No Country For Old Men
I've been fascinated by the Coen brothers movie, "No Country For Old Men," watching it over and over, five times now. Then I got the book by Cormac McCarthy, which was even better and filled in more details. I've been trying to figure out what it means with partial success. The themes I see are free will versus fatalism, which leads to the larger clash of civilization versus barbarism.

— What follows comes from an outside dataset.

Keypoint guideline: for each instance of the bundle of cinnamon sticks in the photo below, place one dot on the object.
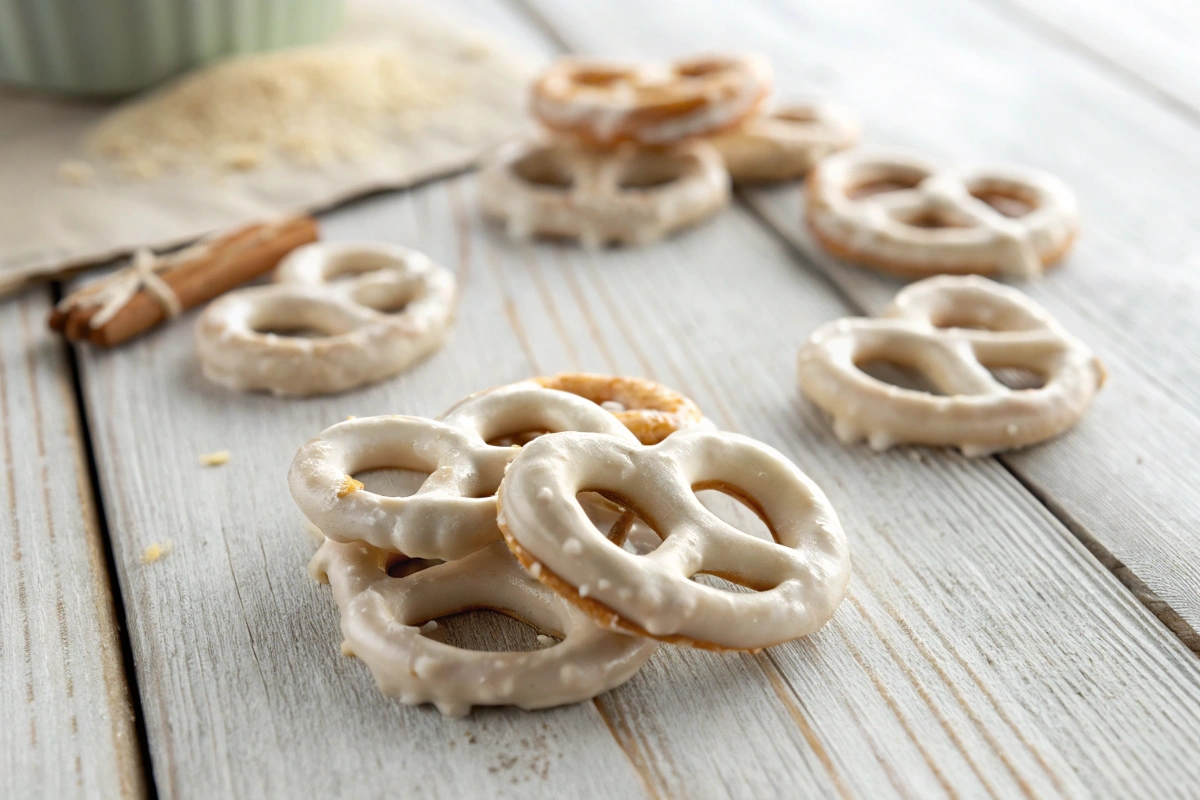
(119, 307)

The fatalism is illustrated by the antagonist, Anton Chigurh, in his use of a coin toss to determine whether or not to kill his victims. He has no passion invested in killing them but believes it is a matter of chance whether they live or die, just as it was chance that brought him to them. Nor does Chigurh have any moral qualms about killing. It's just part of his job, neither good nor evil, just something to be done. Carson Wells and Carla Jean Moss both tell Chigurh that he doesn't need to do this, to kill them. Chigurh rejects the idea that he has any say in the matter.
Chigurh first tosses the coin when he encounters the gas station proprietor who notices the Dallas plates on his car. He leaves it to the coin toss to decide whether he should eliminate this witness. When the toss lets the man live, he walks away unperturbed. It was the man's fate to live, not Chigurh's decision, as Chigurh sees it.
Carla Jean Moss refuses to play Chigurh's game, calling the toss, by saying that "the coin ain't got no say." In other words, the coin has no moral agency. It is Chirgurh's decision to kill her or spare her, not the coin's. Carla Jean represents free will. Chigurh, fatalism.
Carson Wells and Carla Jean Moss both tell Chigurh that he doesn't need to do this, to kill them. Chigurh rejects the idea that he has any choice in the matter, that he has any moral agency. Anton Chigurh is the coin.
Barbarism is the absence of moral agency, the Hobbesian state of nature, which is "the state of men without civil society (which state may be called the state of nature) is nothing but a war of all against all; and that in that war, all have a right to all things." In this amoral war, men pursue their aims without limit, recognizing no moral boundaries. Chigurh is an emissary of that Hobbesian state of men, of barbarism. That barbarism was the natural state of humans for a million years until they organized themselves into civilizations in the last few millennia, a barbarism that naturally re-emerges when civilization relents or retreats.
That retreat of civilization is what Sheriff Ed Tom Bell talks about with the El Paso Sheriff, that it all begins to fall apart when kids lose their manners. Sheriff Bell is a tragic figure in this story because ultimately he joins that retreat by quitting law enforcement in the face of rampant barbarism represented by the insanely violent drug trade.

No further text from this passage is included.